AWS Route 53 Routing Policies Explained

Intermediate 9 min read

What you'll learn

✓What each Route 53 routing policy does
✓When to use weighted vs latency vs failover
✓How health checks influence DNS answers
✓How to combine policies with alias records
✓How TTL affects user experience

Prerequisites

•Familiar with shell
•Basic DNS knowledge

What and Why

Amazon Route 53 is a managed DNS service, but unlike a vanilla DNS server, it can decide which answer to return based on rules you configure. Those rules are called routing policies. Picking the right one is the difference between users hitting the nearest healthy region or being sent to a dark backup that timed out an hour ago.

There are seven policies in total: Simple, Weighted, Latency, Failover, Geolocation, Geoproximity, and Multivalue Answer. Each solves a specific problem, from blue/green rollouts to compliance-driven geographic routing.

Mental Model

Think of Route 53 as a programmable answering machine. When a resolver asks for api.example.com, Route 53 looks at the record set, evaluates the policy, optionally checks health, and replies. The answer can change per request, per region, or per caller IP.


  [Resolver Query]
         |
         v
 +-----------------+
 | Route 53 Record |
 +-----------------+
         |
 evaluate policy
         |
 +-------+-------+
 |               |
[Health Check]  [Geo/Latency Map]
 |               |
 +-------+-------+
         |
         v
   [Best Answer IP]

Route 53 decision flow for a DNS query

Hands-on Example

Let us configure a weighted policy for a canary release. Suppose you run app.example.com and want 10 percent of traffic to hit a new ALB.

aws route53 change-resource-record-sets \
  --hosted-zone-id Z123 \
  --change-batch file://canary.json

canary.json contains two records with SetIdentifier and Weight:

{
  "Changes": [
    {
      "Action": "UPSERT",
      "ResourceRecordSet": {
        "Name": "app.example.com",
        "Type": "A",
        "SetIdentifier": "stable",
        "Weight": 90,
        "AliasTarget": {
          "HostedZoneId": "Z35SXDOTRQ7X7K",
          "DNSName": "stable-alb.elb.amazonaws.com",
          "EvaluateTargetHealth": true
        }
      }
    },
    {
      "Action": "UPSERT",
      "ResourceRecordSet": {
        "Name": "app.example.com",
        "Type": "A",
        "SetIdentifier": "canary",
        "Weight": 10,
        "AliasTarget": {
          "HostedZoneId": "Z35SXDOTRQ7X7K",
          "DNSName": "canary-alb.elb.amazonaws.com",
          "EvaluateTargetHealth": true
        }
      }
    }
  ]
}


 app.example.com
      |
 +----+----+
 | weights |
 +----+----+
      |
 +----+----+
 | 90 / 10 |
 +-+----+-+
   |    |
stable canary
 ALB    ALB

Weighted routing splits traffic by ratios

For a failover policy, you mark one record PRIMARY and another SECONDARY. As long as the primary health check is passing, Route 53 returns the primary IP. The moment health flips, it switches to the secondary.

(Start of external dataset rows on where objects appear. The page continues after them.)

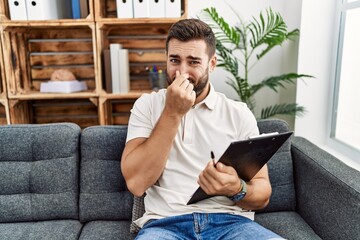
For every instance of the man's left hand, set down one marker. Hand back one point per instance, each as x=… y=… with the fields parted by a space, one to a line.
x=219 y=179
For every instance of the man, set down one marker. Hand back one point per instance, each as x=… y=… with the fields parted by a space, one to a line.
x=171 y=134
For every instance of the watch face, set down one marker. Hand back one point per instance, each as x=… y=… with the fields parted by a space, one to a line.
x=238 y=196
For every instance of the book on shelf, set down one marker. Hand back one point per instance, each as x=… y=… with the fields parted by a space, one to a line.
x=107 y=71
x=119 y=68
x=48 y=9
x=84 y=8
x=247 y=157
x=75 y=9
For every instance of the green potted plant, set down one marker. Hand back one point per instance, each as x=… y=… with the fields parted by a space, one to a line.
x=242 y=46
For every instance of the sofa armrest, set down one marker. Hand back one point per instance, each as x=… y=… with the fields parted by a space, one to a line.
x=327 y=191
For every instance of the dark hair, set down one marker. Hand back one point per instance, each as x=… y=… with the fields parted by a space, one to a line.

Latency routing uses AWS internal latency measurements between AWS regions and resolver IPs. Geolocation reads the resolver country and returns a matching record, with a default record as fallback for unknown countries.

Common Pitfalls

Forgetting EvaluateTargetHealth on alias records, which silently disables failover even when health checks exist.
Setting TTLs too high. A 1 hour TTL means clients may keep using a dead IP for an hour after failover.
Mixing geolocation and latency without realizing geolocation wins when both match.
Treating Route 53 weights as exact percentages. They are probabilistic over many queries, not per-request guarantees.
Using a single health check endpoint that returns 200 even when the database is down. Health checks must reflect real user health.

Practical Tips

Always pair failover routing with a private health check on a deep endpoint, not just / returning HTML. For canary releases, combine weighted routing with CloudWatch alarms so you can automatically reset weights if error rates climb.

Keep TTLs short (30 to 60 seconds) for records that participate in failover. For static records like www pointing at CloudFront, longer TTLs are fine.

If you have strict data residency, geolocation routing is the safer choice over geoproximity because it uses country codes from the resolver rather than approximate IP geolocation, which can be wrong.

Multivalue answer routing is a budget alternative to an ELB for small services. It returns up to eight healthy records and lets the client retry, giving you basic load distribution without a load balancer.

Wrap-up

Route 53 routing policies turn DNS from a static lookup into a dynamic traffic controller. Simple covers single endpoints, Weighted enables canaries, Latency optimizes performance, Failover handles outages, and Geolocation handles compliance. The key habits are aggressive health checks, low TTLs, and pairing alias records with EvaluateTargetHealth. Master these and you can build globally resilient systems with nothing but DNS configuration.